El hombre se acercó a Graham.
—Señor Green, soy el teniente De Sica, del Departamento de Investigación Criminal de Milán —abrió las esposas—. Lo único que puedo hacer es ofrecerle mis sinceras disculpas por lo ocurrido. Los culpables recibirán su merecido, le dio a Graham el pasaporte. De nuevo lamento todo lo sucedido. Le doy mi nombre por si desea llevar las cosas más lejos.
La muchedumbre se dispersó en cuanto los dos coches desaparecieron, pero algunos remolones permanecieron cerca de Graham, cuchicheando entre ellos. Graham volvió al tren y montó.
—¿Qué coño significa esto? —preguntó al regresar al compartimento.
Kolchinsky sacó la Beretta y la pistolera de la bolsa y se las dio.
Yo diría que el comisario Kuhlmann cedió por fin.

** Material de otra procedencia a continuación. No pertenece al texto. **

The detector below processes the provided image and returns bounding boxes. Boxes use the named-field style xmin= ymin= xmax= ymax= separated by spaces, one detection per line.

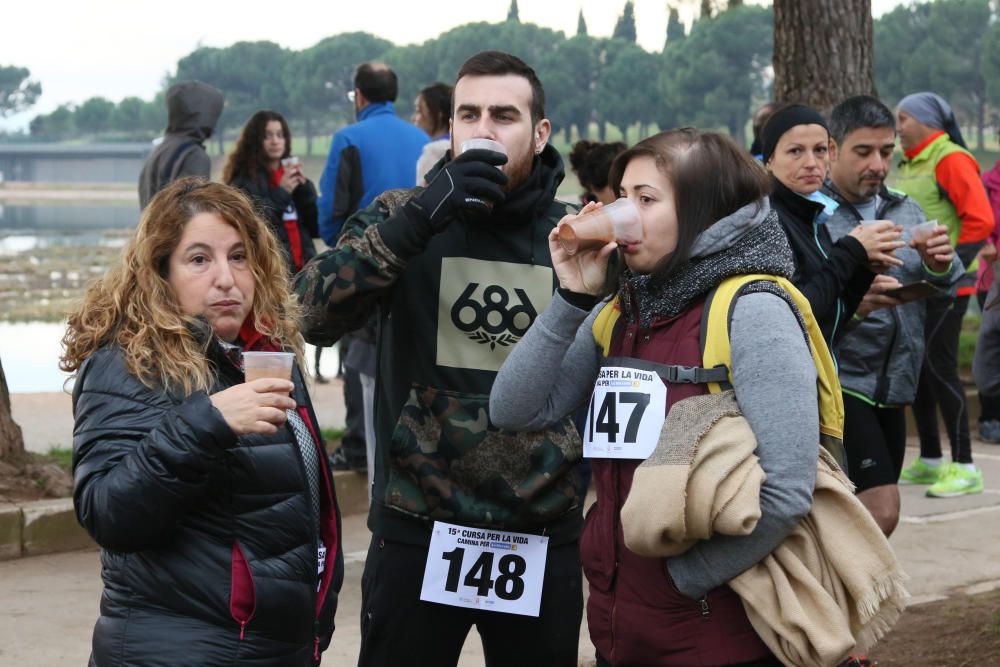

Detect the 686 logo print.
xmin=451 ymin=283 xmax=538 ymax=350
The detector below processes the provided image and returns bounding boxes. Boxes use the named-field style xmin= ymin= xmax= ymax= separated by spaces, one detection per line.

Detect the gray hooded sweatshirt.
xmin=139 ymin=81 xmax=223 ymax=209
xmin=490 ymin=202 xmax=819 ymax=600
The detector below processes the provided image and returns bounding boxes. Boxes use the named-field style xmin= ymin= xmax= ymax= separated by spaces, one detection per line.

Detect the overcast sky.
xmin=0 ymin=0 xmax=910 ymax=129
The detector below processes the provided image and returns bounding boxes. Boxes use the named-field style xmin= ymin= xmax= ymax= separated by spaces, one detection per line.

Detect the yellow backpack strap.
xmin=594 ymin=296 xmax=622 ymax=357
xmin=701 ymin=274 xmax=847 ymax=470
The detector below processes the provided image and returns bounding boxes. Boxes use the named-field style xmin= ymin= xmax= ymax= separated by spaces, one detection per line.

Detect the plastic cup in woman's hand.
xmin=559 ymin=197 xmax=642 ymax=255
xmin=243 ymin=352 xmax=295 ymax=382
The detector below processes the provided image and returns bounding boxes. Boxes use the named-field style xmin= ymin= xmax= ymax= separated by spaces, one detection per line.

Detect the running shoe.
xmin=899 ymin=458 xmax=948 ymax=484
xmin=927 ymin=463 xmax=983 ymax=498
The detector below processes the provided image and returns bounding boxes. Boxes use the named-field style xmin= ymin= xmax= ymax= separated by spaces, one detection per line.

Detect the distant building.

Se volvieron hacia la ventana mientras el tren empezaba a moverse, y por tanto ninguno de los dos vio a Werner pasar frente a la puerta. Cuando llegó a su compartimento, en el siguiente vagón, encontró la puerta cerrada con llave y las cortinas corridas sobre la ventanilla. Golpeó con los dedos en el cristal, irritado. Una mano invisible apartó las cortinas un segundo y después abrió la puerta. Hendrique estaba sentado en una de las literas y limpiaba metódicamente las piezas de su Desert Eagle automática con un trozo de tela. Kyle vaciló al ver a Werner.

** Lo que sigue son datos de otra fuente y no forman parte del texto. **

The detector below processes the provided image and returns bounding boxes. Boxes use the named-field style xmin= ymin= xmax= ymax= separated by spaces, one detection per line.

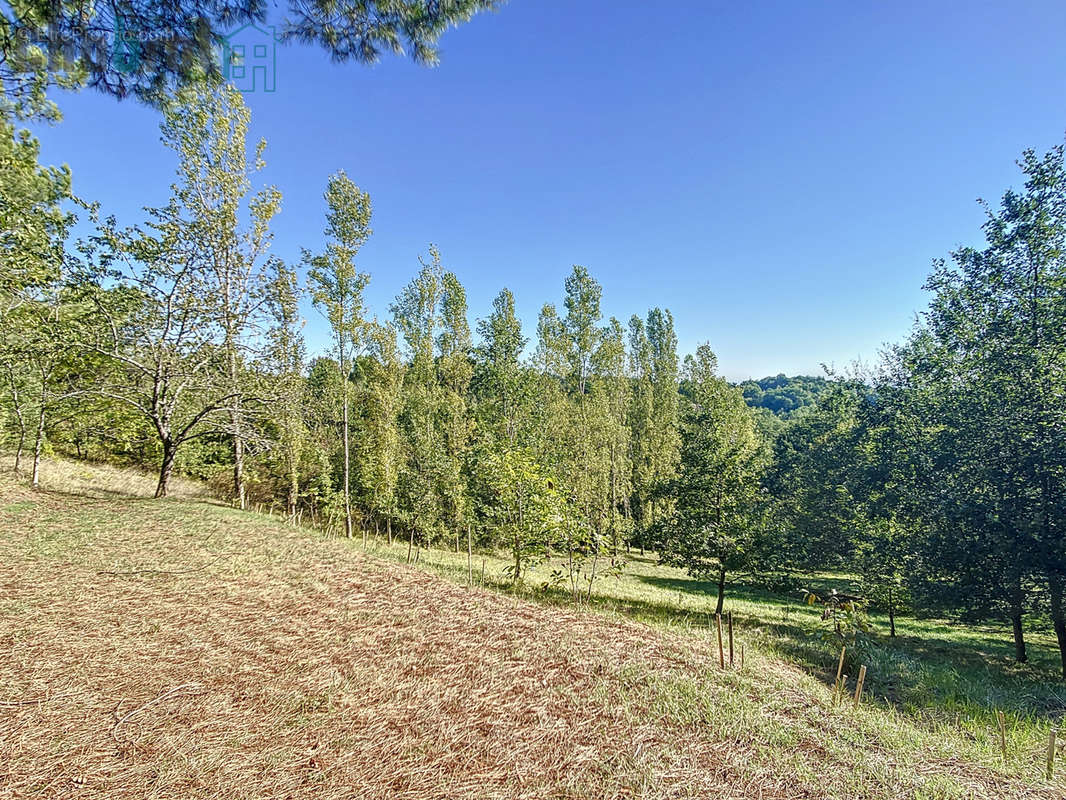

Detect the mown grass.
xmin=0 ymin=454 xmax=1066 ymax=800
xmin=350 ymin=529 xmax=1066 ymax=772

—¿Necesito permiso para entrar en mi propio compartimento? —espetó Werner.
—Eddie, déjanos. Hablaremos más tarde —dijo Hendrique sin levantar la vista.
Werner volvió a cerrar con llave tras la apresurada partida de Kyle. Después se sentó ante Hendrique.

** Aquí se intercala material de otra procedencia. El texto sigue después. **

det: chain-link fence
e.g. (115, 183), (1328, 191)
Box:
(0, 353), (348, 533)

—¿Desde cuándo utiliza mi compartimento para citarse con su esbirro?
—Se equivoca —replicó Hendrique. Luego sacó el muelle de retroceso y procedió a limpiarlo con esmero, casi con cariño—. Eddie sólo vino a preguntarme si había visto lo ocurrido en el andén.
—¿Y lo ha visto?
—No.
—Demasiado ocupado limpiando la pistola, claro.
—Demasiado ocupado hablando con Benin por teléfono, claro —replicó Hendrique.
—¿Qué le dijo el general Benin?
—Sus chicos han identificado por fin a nuestros dos amigos. El de los ojos azules es un ex Delta, y se llama Mike Graham. El apellido de ella es Carver, no Cassidy.
Werner tamborileó con los dedos.
—Claro, Sabrina Carver. Su padre fue en otros tiempos embajador de los Estados Unidos. George Carver.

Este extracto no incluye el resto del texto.